In any case, as I don't have the greatest dream recall, waking up with these images made me think about dreams of both the soporific and fantasy variety. What were my long-ago dreams? Have many, or any, of them come true?
I don't have many memories of childhood dreams. The earliest ones I really recall clearly took form in my early college days, when I fantasized about becoming a newscaster. I planned to call myself Liz Vincent (Vincent is my father's name; Stankiewicz was a bit...problematic) and completely envisioned myself behind a desk, all blond bangs and round, rosy cheeks.
But that's as far as the vision went.

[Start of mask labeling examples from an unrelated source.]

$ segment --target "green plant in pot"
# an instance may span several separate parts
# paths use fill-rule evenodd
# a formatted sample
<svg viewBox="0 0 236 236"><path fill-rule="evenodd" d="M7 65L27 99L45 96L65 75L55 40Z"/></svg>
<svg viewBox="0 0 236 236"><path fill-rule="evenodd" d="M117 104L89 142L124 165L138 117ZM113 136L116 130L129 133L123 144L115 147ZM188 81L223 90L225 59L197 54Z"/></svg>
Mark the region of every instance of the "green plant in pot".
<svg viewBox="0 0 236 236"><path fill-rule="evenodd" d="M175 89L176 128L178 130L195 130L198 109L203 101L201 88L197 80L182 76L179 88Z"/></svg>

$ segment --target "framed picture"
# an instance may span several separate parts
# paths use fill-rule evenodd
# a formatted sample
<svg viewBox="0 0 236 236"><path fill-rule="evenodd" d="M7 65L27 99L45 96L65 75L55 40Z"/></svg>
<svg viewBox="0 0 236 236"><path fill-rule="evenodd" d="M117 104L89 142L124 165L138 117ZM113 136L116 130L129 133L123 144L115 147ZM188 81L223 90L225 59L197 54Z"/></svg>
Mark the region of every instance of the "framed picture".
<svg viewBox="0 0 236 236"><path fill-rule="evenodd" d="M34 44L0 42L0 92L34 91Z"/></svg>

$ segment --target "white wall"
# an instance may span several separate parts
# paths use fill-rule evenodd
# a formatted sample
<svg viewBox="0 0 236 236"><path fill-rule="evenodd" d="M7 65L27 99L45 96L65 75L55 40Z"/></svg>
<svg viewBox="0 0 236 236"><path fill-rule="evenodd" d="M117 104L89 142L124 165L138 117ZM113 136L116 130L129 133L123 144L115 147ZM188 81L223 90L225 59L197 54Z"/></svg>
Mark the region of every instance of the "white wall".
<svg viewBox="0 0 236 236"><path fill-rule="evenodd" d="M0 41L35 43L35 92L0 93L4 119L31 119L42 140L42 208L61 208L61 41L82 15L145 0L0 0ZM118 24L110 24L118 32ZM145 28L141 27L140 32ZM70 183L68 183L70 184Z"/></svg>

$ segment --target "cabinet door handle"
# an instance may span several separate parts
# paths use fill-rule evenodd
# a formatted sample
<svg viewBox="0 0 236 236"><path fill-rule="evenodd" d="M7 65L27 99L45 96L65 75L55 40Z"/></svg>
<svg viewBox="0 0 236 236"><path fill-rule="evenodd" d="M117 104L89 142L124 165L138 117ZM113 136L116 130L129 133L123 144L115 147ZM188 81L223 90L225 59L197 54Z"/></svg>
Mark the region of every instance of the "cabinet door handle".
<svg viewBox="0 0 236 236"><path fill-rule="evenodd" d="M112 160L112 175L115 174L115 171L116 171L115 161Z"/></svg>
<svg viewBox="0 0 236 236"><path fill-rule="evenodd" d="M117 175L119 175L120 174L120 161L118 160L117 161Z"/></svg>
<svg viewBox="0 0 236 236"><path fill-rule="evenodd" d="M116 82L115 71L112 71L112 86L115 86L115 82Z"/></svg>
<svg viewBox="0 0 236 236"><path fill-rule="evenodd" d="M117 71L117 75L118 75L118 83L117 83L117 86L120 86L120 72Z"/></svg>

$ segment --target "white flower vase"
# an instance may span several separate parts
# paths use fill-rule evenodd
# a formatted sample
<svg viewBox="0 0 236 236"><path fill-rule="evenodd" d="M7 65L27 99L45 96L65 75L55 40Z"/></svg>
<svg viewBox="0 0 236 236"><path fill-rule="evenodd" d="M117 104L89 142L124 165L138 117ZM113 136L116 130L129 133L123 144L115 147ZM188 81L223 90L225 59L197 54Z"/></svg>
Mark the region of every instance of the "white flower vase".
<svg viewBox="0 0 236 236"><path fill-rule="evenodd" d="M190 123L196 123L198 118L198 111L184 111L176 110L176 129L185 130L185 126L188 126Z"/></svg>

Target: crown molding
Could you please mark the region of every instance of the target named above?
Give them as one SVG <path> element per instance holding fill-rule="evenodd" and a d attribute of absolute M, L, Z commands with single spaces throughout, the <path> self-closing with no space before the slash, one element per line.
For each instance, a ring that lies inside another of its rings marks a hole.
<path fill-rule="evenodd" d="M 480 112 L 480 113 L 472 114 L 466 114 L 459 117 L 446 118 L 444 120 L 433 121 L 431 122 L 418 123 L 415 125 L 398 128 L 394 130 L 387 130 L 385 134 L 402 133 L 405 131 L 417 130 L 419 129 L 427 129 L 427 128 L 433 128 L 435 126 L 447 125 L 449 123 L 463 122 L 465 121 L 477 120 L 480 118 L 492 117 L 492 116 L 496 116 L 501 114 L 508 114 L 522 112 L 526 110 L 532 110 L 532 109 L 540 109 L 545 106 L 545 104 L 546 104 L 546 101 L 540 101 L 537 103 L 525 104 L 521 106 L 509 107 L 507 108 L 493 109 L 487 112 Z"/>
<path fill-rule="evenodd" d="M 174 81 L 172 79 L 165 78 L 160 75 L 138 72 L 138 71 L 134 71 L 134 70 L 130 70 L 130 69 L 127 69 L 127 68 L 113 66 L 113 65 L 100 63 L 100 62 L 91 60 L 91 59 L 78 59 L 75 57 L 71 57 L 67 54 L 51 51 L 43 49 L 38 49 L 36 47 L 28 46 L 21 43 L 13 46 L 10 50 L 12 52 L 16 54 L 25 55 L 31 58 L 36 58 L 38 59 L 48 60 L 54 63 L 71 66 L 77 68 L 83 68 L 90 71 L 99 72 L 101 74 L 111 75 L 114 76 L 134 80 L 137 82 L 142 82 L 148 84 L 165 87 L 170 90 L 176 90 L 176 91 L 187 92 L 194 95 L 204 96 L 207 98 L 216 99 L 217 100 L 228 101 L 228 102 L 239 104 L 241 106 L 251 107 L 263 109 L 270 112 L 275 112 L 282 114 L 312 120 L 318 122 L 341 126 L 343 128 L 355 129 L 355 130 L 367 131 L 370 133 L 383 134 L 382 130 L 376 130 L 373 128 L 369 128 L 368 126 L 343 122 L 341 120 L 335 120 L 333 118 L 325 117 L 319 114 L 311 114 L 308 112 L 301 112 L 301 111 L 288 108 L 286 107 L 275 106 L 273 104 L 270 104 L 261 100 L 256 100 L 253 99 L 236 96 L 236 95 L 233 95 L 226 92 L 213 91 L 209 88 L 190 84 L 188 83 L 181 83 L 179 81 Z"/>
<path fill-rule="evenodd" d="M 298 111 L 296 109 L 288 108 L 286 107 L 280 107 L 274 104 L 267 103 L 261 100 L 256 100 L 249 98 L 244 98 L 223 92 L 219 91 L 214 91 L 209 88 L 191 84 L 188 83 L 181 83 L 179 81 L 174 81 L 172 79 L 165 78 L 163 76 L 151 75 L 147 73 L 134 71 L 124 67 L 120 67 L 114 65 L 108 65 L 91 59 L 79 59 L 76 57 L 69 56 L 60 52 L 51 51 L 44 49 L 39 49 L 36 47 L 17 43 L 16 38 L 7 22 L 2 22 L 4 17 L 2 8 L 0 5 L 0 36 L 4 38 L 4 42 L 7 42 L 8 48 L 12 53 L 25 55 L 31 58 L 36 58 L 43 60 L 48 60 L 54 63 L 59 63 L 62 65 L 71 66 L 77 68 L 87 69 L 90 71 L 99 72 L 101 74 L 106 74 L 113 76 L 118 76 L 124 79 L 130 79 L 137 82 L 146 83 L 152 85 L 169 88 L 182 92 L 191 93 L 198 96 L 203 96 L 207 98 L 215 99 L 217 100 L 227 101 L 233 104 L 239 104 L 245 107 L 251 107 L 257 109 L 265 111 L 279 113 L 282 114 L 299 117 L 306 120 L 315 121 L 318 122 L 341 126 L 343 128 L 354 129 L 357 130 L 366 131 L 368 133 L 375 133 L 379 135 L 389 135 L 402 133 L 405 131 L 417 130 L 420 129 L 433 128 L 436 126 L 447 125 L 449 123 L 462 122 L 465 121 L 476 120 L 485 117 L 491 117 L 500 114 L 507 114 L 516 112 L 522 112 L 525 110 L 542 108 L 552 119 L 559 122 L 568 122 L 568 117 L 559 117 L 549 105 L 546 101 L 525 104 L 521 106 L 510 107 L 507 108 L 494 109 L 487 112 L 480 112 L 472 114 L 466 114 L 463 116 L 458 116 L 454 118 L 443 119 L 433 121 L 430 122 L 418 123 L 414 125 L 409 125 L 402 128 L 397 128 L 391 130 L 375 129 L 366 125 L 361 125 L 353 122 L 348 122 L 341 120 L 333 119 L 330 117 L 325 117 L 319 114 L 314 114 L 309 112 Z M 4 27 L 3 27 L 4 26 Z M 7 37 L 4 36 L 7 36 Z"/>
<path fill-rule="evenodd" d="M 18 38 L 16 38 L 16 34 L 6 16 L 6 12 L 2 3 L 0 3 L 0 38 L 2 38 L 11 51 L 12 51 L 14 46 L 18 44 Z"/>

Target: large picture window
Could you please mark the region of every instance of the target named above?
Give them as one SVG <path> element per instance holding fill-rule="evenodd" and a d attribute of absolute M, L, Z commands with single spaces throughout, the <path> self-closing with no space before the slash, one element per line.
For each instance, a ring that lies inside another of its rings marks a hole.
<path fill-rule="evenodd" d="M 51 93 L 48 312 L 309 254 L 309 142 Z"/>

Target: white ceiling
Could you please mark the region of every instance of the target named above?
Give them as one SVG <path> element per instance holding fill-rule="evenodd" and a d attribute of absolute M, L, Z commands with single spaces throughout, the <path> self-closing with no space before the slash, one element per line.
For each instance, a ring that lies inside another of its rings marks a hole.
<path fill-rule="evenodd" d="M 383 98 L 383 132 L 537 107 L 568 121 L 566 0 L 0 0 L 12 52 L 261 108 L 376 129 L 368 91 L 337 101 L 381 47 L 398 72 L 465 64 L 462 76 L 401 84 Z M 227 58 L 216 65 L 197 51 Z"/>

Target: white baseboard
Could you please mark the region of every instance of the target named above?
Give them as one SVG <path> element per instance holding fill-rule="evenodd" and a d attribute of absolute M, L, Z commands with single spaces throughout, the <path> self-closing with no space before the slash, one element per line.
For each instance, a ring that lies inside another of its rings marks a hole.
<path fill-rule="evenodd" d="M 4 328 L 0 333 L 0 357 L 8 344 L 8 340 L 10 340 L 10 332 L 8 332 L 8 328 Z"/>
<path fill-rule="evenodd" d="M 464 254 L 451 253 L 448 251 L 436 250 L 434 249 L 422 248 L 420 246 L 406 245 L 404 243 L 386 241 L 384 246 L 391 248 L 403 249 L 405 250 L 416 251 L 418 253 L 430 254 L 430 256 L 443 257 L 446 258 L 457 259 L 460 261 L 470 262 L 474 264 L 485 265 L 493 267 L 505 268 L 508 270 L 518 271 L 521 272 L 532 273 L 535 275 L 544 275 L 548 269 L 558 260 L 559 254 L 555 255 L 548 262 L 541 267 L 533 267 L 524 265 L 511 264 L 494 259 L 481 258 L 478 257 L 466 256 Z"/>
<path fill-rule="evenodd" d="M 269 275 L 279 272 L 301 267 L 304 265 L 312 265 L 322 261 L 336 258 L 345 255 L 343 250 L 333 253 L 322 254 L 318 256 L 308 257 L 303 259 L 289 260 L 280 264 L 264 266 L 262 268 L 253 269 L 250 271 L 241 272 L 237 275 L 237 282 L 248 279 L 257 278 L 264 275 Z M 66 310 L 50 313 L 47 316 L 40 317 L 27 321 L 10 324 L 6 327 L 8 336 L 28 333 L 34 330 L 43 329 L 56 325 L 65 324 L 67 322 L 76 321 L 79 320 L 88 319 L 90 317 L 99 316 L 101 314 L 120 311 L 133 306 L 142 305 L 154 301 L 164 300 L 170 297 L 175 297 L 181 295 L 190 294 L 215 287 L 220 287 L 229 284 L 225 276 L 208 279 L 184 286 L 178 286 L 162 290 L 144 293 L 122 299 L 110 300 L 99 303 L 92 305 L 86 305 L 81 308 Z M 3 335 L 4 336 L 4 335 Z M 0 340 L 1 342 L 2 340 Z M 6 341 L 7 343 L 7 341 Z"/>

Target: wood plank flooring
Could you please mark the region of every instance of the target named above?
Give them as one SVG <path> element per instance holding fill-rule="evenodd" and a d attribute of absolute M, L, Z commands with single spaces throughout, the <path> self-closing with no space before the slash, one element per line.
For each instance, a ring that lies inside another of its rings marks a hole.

Never in those imaginations did I see myself toiling away year after year, waiting for my big break as I stood outside on a freezing night at 11 p.m. for a background shot for some story or other. I was always just conveniently plunked behind the newsdesk, smiling away at my own living-large self.
I guess that's the thing about those kinds of dreams. While they're worth having, and for some of us worth pursuing, they don't come for free. It's all well and good to believe you can do or be anything you want to--and you can--but not without a lot of effort and sacrifice. And time would soon reveal that I hated standing outside in the cold, so to speak. A warm kitchen and hot bath turned out to be more my speed.
And as I (and the majority of those reading this, I imagine) find myself at that point of life where this is "kinda it for now," as one of my friends says, I look back on that old dream and wonder if I really let myself down somewhere along the way. Would that girl ever have imagined the culmination of her journalistic fantasies would be covering board meetings at age 39?
On the surface, the answer to that is an obvious, huge no. But what the hell did SHE know? Because maybe it isn't just that the shape of your dreams changes...the definition does too. Because through 39-year-old eyes, two healthy kids who've always had a parent present, a solid marriage, a home, and the ability and desire to resume a calling--writing--that never quite left me all seem kind of...dreamy.